At the end of this first battle,
where public comments against any "sun tax" significantly outnumbered those in support, the Arizona Corporation
Commission (ACC) agreed to impose a charge of 70 cents per month on solar homeowners. That charge is probably not enough to eliminate the cost benefits of leasing solar arrays from companies like SolarCity.
But the war is far from over. "We missed it on this one," argues Dillon Holmes of Clean Power Arizona, an advocacy
organization for renewable energy in the state. "We didn't do enough to uncover the true effects, both positive and/or
negative, of distributed rooftop solar."
And APS expects to continue to advance the "cost shift"
barrage again before the commission in 2014 and beyond. "We applaud the ACC for cutting through the rhetoric and focusing
on how the cost shift impacts nonsolar customers," said APS CEO Don Brandt in a statement on the ruling. "Of course, having determined that a problem exists, we would have preferred for the ACC to fix it. The proposal…falls
well short of protecting the interests of the one million residential customers who do not have solar panels." Perhaps
Arizona has in mind what has happened in Hawaii, where the local utility now requires homes that install solar to pay for
upgrades to the grid to handle any extra electricity, which has led to a precipitous decline in the amount of solar-at-home installations.

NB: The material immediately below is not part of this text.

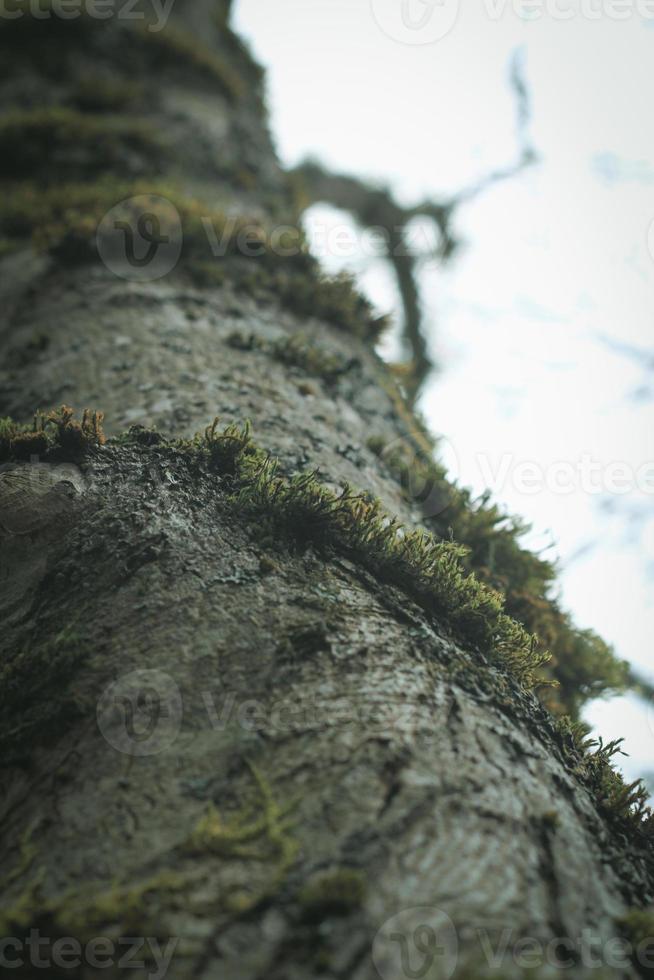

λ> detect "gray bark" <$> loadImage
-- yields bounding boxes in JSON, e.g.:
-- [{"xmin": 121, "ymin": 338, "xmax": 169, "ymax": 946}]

Not your grandma's utility
The frontlines of solar power aren’t
yielding to these threats from the old guard. Solar is only going to get cheaper, as the EEI report and others have noted.
Richard Swanson, the founder of solar panel manufacturer SunPower, has argued that the cost of a photovoltaic cell drops by
20 percent every time global manufacturing capacity for such cells doubles. This “Swanson's Law” for photovoltaics suggests that PV prices are now less than 75 cents per watt. Even in the face of a significant solar
tax, photovoltaics might win as harvesting sunshine for electricity grows ever cheaper.
The U.S. Department
of Energy hopes to help with that, using some of the human resources it typically devotes to managing the nation's nuclear
arms for ensuring energy, economic and environmental security. Its SunShot program aims to make solar power cheaper than burning fossil fuels, such as coal and natural gas. The program's name draws explicit
parallels to Pres. John F. Kennedy's "moon shot" of the 1960s, except the funding is not quite as plush. So far
SunShot has awarded $87 million to projects that could reduce the cost of solar power to 50 cents per watt to make a module,
and 50 cents per watt to install a module. That includes the $10-million SunShot prize for the first three "teams" (read: companies) that achieve $1 per
watt for the messy paperwork side of installing solar. "PV modules cost about 1 percent of what they did 35 years ago,"
noted Secretary of Energy Ernest Moniz in a talk at Columbia University August 2013. "Now it's the soft costs that we have to work on more, to get those down."
Projects also include efforts to build novel
types of photovoltaics via the Advanced Research Projects Agency—Energy's "Full-Spectrum Optimized Conversion and Utilization of Sunlight" or FOCUS program as well as manufacturing processes that could bring down costs. That includes 1366 Technologies's
bid to directly grow the individual silicon wafers in traditional solar panels rather than shaving them from ingots and wasting the expensive material. Such specially
treated silicon is responsible for more than half the final price of the photovoltaic module, and sawing off the wafers turns
as much as half of that expensive silicon into dust. Growing such wafers individually from melted silicon could cut wafer
costs by 80 percent, according to the company named after the wattage of sunlight that hits each square meter of Earth's atmosphere.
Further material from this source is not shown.